La seconda notizia di ieri è stata quella che abbiamo di poco anticipato sul post sempre di ieri: novità in vista per RAI Way? Oggi La Stampa titola (per l’ennesima volta): “Rispunta la fusione delle torri tv 150 milioni da Rai Way-Ei Towers”. I segnali erano, e sono, nell’aria da tempo: il Governo deve raschiare il fondo del barile per trovare soldi dovunque essi siano per compensare le minori risorse destinate a RAI a causa della riduzione del canone e a RAI Way i soldi ci sono e tanti pure. Ce ne sono tanti anzitutto per gli azionisti che si spartiscono lauti dividendi grazie pure al generoso contratto di servizio tra Rai e la sua quotata del valore di circa 200 mln di euro per anno.

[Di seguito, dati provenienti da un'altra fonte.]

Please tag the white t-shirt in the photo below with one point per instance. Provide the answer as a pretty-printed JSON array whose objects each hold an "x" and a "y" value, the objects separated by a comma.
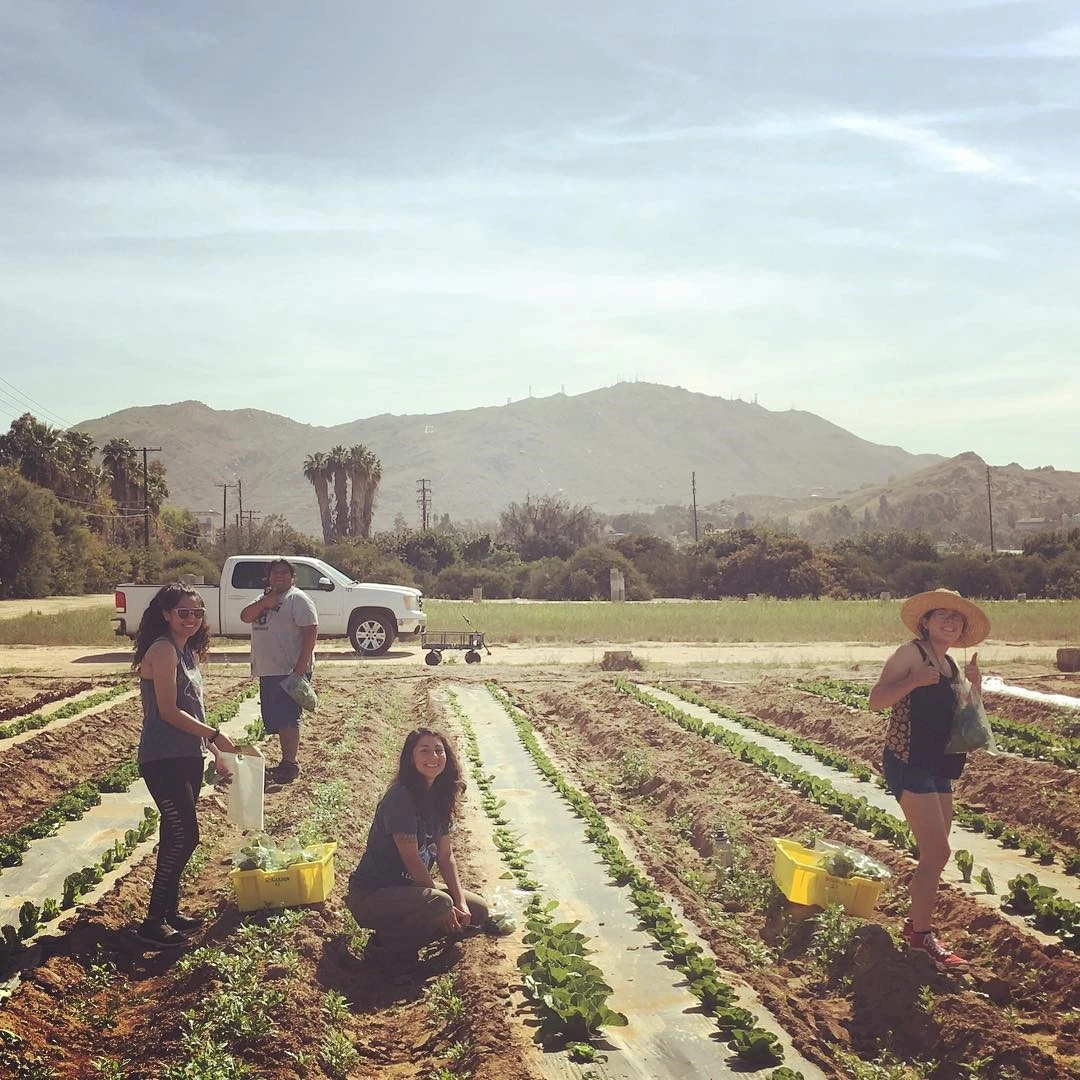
[{"x": 278, "y": 634}]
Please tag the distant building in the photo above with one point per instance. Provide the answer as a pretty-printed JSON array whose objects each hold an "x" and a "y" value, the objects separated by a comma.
[
  {"x": 206, "y": 521},
  {"x": 1034, "y": 524}
]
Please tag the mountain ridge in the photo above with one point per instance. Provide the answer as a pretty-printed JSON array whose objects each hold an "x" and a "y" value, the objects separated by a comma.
[{"x": 622, "y": 448}]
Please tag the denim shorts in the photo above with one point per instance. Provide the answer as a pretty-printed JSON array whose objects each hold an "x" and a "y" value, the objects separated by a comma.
[
  {"x": 279, "y": 710},
  {"x": 900, "y": 778}
]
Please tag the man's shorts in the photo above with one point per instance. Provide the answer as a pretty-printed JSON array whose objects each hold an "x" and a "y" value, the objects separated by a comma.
[
  {"x": 279, "y": 710},
  {"x": 900, "y": 778}
]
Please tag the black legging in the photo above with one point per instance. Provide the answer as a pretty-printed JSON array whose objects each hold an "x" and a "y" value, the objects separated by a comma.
[{"x": 174, "y": 784}]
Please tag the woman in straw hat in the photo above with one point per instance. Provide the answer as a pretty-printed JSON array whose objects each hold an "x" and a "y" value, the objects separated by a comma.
[{"x": 917, "y": 684}]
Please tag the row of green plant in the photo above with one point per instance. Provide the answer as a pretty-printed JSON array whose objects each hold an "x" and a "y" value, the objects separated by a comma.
[
  {"x": 1034, "y": 846},
  {"x": 752, "y": 1044},
  {"x": 1027, "y": 740},
  {"x": 31, "y": 917},
  {"x": 566, "y": 987},
  {"x": 34, "y": 720},
  {"x": 76, "y": 801},
  {"x": 509, "y": 845},
  {"x": 1044, "y": 908},
  {"x": 856, "y": 810},
  {"x": 240, "y": 1002}
]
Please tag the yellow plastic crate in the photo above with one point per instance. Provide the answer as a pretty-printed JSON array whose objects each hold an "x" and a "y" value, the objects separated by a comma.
[
  {"x": 301, "y": 883},
  {"x": 802, "y": 881}
]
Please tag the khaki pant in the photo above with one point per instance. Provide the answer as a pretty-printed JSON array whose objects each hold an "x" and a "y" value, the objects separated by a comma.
[{"x": 406, "y": 917}]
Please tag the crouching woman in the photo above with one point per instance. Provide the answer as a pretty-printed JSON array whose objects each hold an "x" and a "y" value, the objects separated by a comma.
[{"x": 392, "y": 890}]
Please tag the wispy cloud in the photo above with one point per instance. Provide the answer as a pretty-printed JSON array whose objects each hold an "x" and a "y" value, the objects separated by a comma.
[{"x": 929, "y": 145}]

Ce ne potrebbero essere tanti per Ei Towers che dall’operazione ne trae indubbi vantaggi. Infine, ce ne potrebbero essere pure tanti per Viale Mazzini: “Portare nelle casse della Rai (quindi dello Stato) una cifra tra 100 e 150 milioni”. Sono anni che se ne parla senza fare un passo avanti. Chissà se questa volta il Governo ce la potrà fare? Forse si, tanto nessuno se ne accorge (vedi TIM).
Infine, da segnalare ieri sera la trasmissione di RAI Tre sull’orlo di una crisi di nervi: ha raccolto il solito ascolti da prefisso telefonico con poco più del 2% e, per sostenere questa deriva, ha invitato in studio nientepopodimenoche Sigfrido Ranucci. Ci mancherebbe, a tutto vantaggio di quel poco di buono che la RAI riesce a proporre sul giornalismo d’inchiesta ma forse, per quella trasmissione e per quella rete, occorre qualcosa di più.
bloggorai@gmail.com
PS. a quanto ci risulta, la scadenza del prossimo 10 gennaio per la transizione di un MUX RAI al DVB-T2 sarebbe rinviata, forse a giugno. Inutile sperare in un trattamento simmetrico con Mediaset. La prevista perdita di pubblico avverrà non in inverno ma all'inizio dell'estate. Consoliamoci!